At that marquee showcase, Tsinigine picked up his only loss of the season as he was pinned by Will Harmon, a 3A wrestler at Nephi Juab High, at the end of the second quarter.
“I’m actually the first person to be invited from my school,” Tsinigine said, while noting that he was one of two wrestlers from the 1A level to be invited.
“It was awesome to be there,” he said. “I had to wrestle even harder to compete with some of those bigger schools.”
Ellet said it was “a privilege to coach Tsinigine” at that invitational-only dual meet.
“I’m certainly impressed because I’ve never coached someone that’s made it to the all-stars,” he said.
In addition to the all-star dual, Tsinigine grappled with other wrestlers at the 6A, 5A, 4A and 3A level in the tournaments the school entered as he placed first at Pineview Invitational in St.

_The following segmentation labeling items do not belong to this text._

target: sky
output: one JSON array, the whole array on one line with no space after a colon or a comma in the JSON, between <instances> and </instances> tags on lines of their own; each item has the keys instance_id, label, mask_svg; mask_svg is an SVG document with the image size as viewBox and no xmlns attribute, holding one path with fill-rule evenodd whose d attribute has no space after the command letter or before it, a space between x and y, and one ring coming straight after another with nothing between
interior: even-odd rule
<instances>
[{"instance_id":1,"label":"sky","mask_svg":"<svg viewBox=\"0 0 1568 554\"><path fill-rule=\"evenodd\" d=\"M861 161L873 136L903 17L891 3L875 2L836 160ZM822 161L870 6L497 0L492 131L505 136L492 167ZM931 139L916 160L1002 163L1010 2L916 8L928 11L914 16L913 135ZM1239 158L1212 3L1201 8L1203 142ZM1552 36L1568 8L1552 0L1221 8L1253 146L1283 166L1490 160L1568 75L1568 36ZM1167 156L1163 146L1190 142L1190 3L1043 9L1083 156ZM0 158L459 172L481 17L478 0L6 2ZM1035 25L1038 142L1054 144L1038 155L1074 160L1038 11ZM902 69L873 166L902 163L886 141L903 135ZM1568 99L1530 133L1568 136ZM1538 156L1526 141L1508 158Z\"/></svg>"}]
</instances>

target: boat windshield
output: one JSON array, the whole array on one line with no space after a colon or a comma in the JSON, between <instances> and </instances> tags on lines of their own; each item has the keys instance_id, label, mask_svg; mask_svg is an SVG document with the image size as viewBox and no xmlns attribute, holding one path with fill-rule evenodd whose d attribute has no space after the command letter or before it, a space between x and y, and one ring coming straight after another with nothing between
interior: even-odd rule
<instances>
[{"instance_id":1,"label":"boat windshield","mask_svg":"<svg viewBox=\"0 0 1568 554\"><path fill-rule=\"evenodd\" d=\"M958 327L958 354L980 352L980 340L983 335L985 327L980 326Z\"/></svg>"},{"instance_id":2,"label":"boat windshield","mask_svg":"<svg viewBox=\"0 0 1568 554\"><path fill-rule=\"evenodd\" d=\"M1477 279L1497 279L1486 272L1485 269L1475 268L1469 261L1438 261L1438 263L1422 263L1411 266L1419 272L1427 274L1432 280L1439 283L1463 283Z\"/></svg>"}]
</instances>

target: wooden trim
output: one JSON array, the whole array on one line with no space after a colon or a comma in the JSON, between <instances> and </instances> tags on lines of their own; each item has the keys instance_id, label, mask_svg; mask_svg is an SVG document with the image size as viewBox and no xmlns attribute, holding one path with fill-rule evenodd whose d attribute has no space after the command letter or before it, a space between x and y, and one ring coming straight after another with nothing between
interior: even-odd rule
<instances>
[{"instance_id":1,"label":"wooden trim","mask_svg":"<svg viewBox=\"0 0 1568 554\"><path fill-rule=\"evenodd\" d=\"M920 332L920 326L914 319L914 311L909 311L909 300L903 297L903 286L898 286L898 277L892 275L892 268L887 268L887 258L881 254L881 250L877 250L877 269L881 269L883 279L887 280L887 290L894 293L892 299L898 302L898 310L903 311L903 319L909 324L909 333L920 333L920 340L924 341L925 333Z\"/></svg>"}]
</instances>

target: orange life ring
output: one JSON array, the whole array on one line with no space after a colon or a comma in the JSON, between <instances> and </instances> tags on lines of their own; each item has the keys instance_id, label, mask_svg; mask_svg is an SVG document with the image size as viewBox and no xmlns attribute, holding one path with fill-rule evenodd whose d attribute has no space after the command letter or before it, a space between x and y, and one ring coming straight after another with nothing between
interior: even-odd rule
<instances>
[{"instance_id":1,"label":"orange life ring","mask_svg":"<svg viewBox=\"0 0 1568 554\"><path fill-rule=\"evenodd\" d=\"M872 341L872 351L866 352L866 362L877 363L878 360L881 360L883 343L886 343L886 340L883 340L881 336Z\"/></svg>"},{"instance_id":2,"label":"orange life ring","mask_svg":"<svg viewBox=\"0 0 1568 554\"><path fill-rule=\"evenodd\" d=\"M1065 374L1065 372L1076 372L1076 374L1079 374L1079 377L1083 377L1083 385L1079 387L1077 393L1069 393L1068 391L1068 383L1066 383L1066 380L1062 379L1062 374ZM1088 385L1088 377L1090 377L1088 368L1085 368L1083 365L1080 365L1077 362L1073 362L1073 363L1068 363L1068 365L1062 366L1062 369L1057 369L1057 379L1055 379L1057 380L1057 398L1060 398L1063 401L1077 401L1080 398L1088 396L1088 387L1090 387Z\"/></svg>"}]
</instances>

George, the Manti Tournament, the Grand County Invite in Moab and the Peabody Classic, which is hosted by Arizona’s Monument Valley High School.
Tsingine said he used those tournament experiences to better himself as that laid the groundwork for his second consecutive state title.
“I was at another level with the 1A kids but when we went to those tournaments I felt like I had to step up my game,” he said, while noting that he was better equipped to handle the mental aspects of wrestling.
“This year I was unstoppable because of my mentality,” he said.
In the state title match two months ago, Tsinigine matched up with Milford junior Casek Hardy for the second time this season as both grappled for the Utah 1A Region crown the week before.
“He was a lot tougher the second time around,” Tsingine said. “I couldn’t get into my leg attacks so there were no takedowns in the first period.”
With Hardy winning the toss, the Milford wrestler chose bottom and for the duration of the period Tsinigine rode his opponent out until he found an opening.
“I’m a big leg rider so I threw my leg on him,” he said. “I was able to turn him and I stuck him with an arm bar.”
Despite having state experience, Tsinigine admitted he had jitters going into his final match of the season.
“I could feel it,” he said of the pressure of trying to become a two-time state champ. “And with the way the setup was everybody was watching so that got my nerves up.”
Nonetheless, he felt that there was more pressure on his opponent since this was Hardy’s first time making a state finals.
“I think he was kind of scared,” Tsinigine said of his opponent. “I felt like I had an advantage because it’s a whole different feeling when you’ve made the (state) finals.”
Looking back, Tsinigine said he’s happy with what he’s accomplished and he credits his dad, Marques, for introducing him to wrestling.
“I used to watch videos of my dad when he wrestled,” said Tanner, who added that his father was also a state finalist back in his heyday.
With plans to wrestle at the collegiate level, Tsinigine said he has yet to visit any colleges due to the novel coronavirus epidemic.
“I was supposed to be taking recruiting trips but they were all cancelled,” he said.
Ellet expects his pupil to do well at whatever college he chooses, based on his work ethic.
“He’s a type of kid that wrestles all year so he just doesn’t do one style – he does all the styles he can get,” he said. “College wrestling is much different than high school but I think he’ll fit in well because he’s able to adapt to his surroundings.”
The MV coach said he hopes other kids in the community will be inspired by what Tsinigine has done despite not having the same resources that other Utah schools have.
“He’s left an expectation that anybody can achieve the same thing that he has,” he said. “I think he gives the kids hope and it’s going to help with the kids coming back next year because they’ll know that if they keep working hard they can get at that level.”